I can't imagine cooling my kitchen well enough to make one of these practical. I have however added the project below to my long-term to-do/wishlist when I finish a patio under and beside my deck.

Brick Oven Project


----------



## pete (Oct 7, 2001)

There is a company in California, called Earthstone (they have a website), that makes wood-burning ovens. They are not cheap, and because they are so heavy, I know they must cost a fortune to ship, but they are a very realiable company. Check them out.


----------



## greg (Dec 8, 1999)

Here's a thread from one of the cheftalk members that's building his own oven: http://www.cheftalkcafe.com/forums/s...&threadid=7606


----------



## chefclaycollins (Jul 27, 2002)

Any body heard of these? I called the California Pizza Kitchen in Sacramento, CA to see where they got theirs and this is who they recommended. Also they said that if you do the brick work right around the oven it shouldn't get too much hotter in your kitchen. The good thing is that where I live it's only hot for 3 or 4 months out of the year and it snows for 5-6 months out of the year. I always wanted a wood stove in my kitchen on those snowy winter days! I'm really surprised that there is so little info on these things, but I will let you all know as I find out though, I guess. I'm going to Napa on thursday to bug a couple of people down there about them (Tra Vigna and Napa Grill) and if anything it's a good excuss to eat some awesome food!

C-YA!


----------



## greg (Dec 8, 1999)

I worked with a Woodstone oven for a little over a year. They make a great product if it's within your budget. I've worked through some slams standing in front of a Woodstone running at 600 F+ for hours on end and it never got really hot. Reaching in all the time to throw wood on the fire was a different story.


----------



## chefclaycollins (Jul 27, 2002)

WOW, the initial cost is way more than I thought it would be, BUT I think that in time it's going to be worth it $$$$$ Any one out there ever worked with an oven and remember what brand it was? Just curious.


----------



## nick (Oct 19, 2002)

I just emailed a friend who builds custom ovens for homes and restaurants a link to this thread. Perhaps he'll post tomorrow. His ovens are simple, elegant, and work.


----------



## pat manley (Oct 19, 2002)

Nick linked me to your board yesterday.
There are a variety of options for wood fired bakeoven, such as manufactured models, or hand built designs. I have had the opportunity to build a few pre-fabs, but I prefer to hand build them.
If the oven is built with the proper insulation, than it will not contribute any heat into the kitchen.
I have built a number of bakeovens in restaurants here in Maine. They are not inexpensive, but you get what you pay for. One restaurant in Rockland Maine figures that if they were useing a gas oven, that they would spend a couple of hundred dollars a month for propane. As it is, they spend about $75 a month for firewood. They have been useing their oven for almost 10 years now.
I travel widely to build bakeovens. Follow this link to see the construction, and story, of a bakeoven in an organic winery/bed and breakfast in Fairplay, California, that I built a number of years ago.
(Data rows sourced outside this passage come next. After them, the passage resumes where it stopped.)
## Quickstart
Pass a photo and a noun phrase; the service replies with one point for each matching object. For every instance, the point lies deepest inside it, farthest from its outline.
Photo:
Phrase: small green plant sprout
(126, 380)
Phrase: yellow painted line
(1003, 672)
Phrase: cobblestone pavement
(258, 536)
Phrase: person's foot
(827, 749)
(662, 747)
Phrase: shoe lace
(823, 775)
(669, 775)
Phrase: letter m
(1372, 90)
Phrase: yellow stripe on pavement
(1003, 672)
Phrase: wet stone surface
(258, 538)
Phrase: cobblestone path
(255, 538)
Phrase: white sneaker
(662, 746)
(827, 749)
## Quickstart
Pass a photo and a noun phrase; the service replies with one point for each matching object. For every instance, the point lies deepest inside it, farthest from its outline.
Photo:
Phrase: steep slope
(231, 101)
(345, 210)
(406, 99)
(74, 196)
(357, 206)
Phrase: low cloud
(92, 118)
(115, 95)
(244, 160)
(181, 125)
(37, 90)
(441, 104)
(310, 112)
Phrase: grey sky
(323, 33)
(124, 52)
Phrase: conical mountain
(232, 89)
http://www.fitzpatrickwinery.com/woodoven.html

Also, for an abundance of bakeoven information, visit the Bakeoven pages at our Masonry Heater Association web site at
http://www.mha-net.org/msb/html/bakeov.htm

Please feel free to contact me for any further info.
Pat


----------



## really nice! (Dec 10, 2002)

There is a company in California, called Earthstone (they have a website), that makes wood-burning ovens. They are not cheap, and because they are so heavy, I know they must cost a fortune to ship, but they are a very realiable company. Check them out.

-----
I have one of these in my backyard. (See attached photo.) Total cost from Earthstone back in '99 for the Model 90 was $2823.00. This included shipping, about $300, and the following accessories: Cooking video $25.00, Fire starters $48.00, Ash stick $10.00. 
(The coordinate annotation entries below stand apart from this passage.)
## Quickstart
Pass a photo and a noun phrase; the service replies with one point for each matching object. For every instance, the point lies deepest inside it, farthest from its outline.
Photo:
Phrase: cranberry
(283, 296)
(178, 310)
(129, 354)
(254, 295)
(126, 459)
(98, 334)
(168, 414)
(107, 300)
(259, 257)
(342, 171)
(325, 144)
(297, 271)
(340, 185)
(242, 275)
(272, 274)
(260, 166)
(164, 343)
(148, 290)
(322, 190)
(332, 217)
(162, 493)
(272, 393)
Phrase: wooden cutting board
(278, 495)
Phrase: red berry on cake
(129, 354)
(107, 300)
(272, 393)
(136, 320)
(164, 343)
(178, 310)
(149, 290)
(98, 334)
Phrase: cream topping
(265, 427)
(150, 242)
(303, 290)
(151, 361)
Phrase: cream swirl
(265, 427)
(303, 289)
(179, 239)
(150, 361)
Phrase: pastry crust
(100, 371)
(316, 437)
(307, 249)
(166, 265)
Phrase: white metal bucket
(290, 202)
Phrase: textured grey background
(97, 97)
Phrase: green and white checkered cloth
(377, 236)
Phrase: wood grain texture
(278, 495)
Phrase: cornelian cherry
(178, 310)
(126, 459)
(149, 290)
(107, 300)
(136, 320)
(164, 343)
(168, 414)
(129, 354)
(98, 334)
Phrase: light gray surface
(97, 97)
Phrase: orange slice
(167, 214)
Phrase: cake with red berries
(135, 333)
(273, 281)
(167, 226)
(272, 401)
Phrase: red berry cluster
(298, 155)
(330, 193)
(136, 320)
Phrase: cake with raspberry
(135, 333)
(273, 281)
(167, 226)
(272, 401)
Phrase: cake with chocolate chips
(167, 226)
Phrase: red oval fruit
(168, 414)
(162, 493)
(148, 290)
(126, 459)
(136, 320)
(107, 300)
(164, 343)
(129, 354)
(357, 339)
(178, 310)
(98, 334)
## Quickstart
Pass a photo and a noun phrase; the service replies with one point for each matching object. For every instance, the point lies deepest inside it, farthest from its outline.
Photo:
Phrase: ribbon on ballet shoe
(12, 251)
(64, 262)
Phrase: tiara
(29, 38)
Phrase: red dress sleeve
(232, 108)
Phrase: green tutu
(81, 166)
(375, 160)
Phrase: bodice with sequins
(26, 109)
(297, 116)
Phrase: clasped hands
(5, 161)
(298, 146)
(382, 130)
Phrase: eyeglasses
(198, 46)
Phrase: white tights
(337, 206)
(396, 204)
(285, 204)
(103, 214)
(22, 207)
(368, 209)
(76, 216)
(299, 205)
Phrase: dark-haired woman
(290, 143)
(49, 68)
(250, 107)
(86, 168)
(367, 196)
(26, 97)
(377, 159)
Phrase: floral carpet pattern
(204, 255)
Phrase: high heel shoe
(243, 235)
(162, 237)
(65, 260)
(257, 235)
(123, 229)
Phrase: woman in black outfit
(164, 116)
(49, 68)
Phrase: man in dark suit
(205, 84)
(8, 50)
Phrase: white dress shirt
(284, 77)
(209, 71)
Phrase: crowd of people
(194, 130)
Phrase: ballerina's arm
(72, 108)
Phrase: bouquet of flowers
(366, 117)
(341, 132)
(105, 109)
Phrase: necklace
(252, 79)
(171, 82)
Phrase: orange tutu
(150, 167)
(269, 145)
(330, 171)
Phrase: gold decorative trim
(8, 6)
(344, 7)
It took about another $8,000 to have a contractor build it. 

Since I live in Seattle, the structure needed extra support for our earthquakes--included with the instructions. The 6.8 we had in February 2001 caused no damage whatsoever.

It comes with two videos, one for assembly, one for cooking. 

I am totally satisified with their oven and their service during the sale.

I've used this to prepare pizza, bread, duck, chicken, steak, roasts, and this past thanksgiving's turkey (11 lbs cooked in just under 2 hours). At the end of a pizza party I'll throw all the leftover ingredients into a paella pan and make paella. 

I have a pizza garden planted on each side. This includes: basil, rosemary, chervil, lavender, roma tomatoes, golden sage, French sorrel, French tarragon, thyme, parsley, French lavender, marjoram, sage, oregano, Greek oregano, cilantro, chives, and dill.

I'm glad I didn't get one for inside the house as occaisionally, the smoke comes out the front rather than the chimney. Guess I should have been a boy scout.


----------



## suzanne (May 26, 2001)

Welcome, Really Nice!! Can you try again to post the photo of your oven? Pretty please? There are a lot of us who would love to see it.


----------



## really nice! (Dec 10, 2002)

I'm missing something here. I attach the file (c:\pizzaoven.jpg) and it doesn't attach. It's only 60k in size. 

The forum rules state I may post attachments.


----------



## really nice! (Dec 10, 2002)

It's on Pbase.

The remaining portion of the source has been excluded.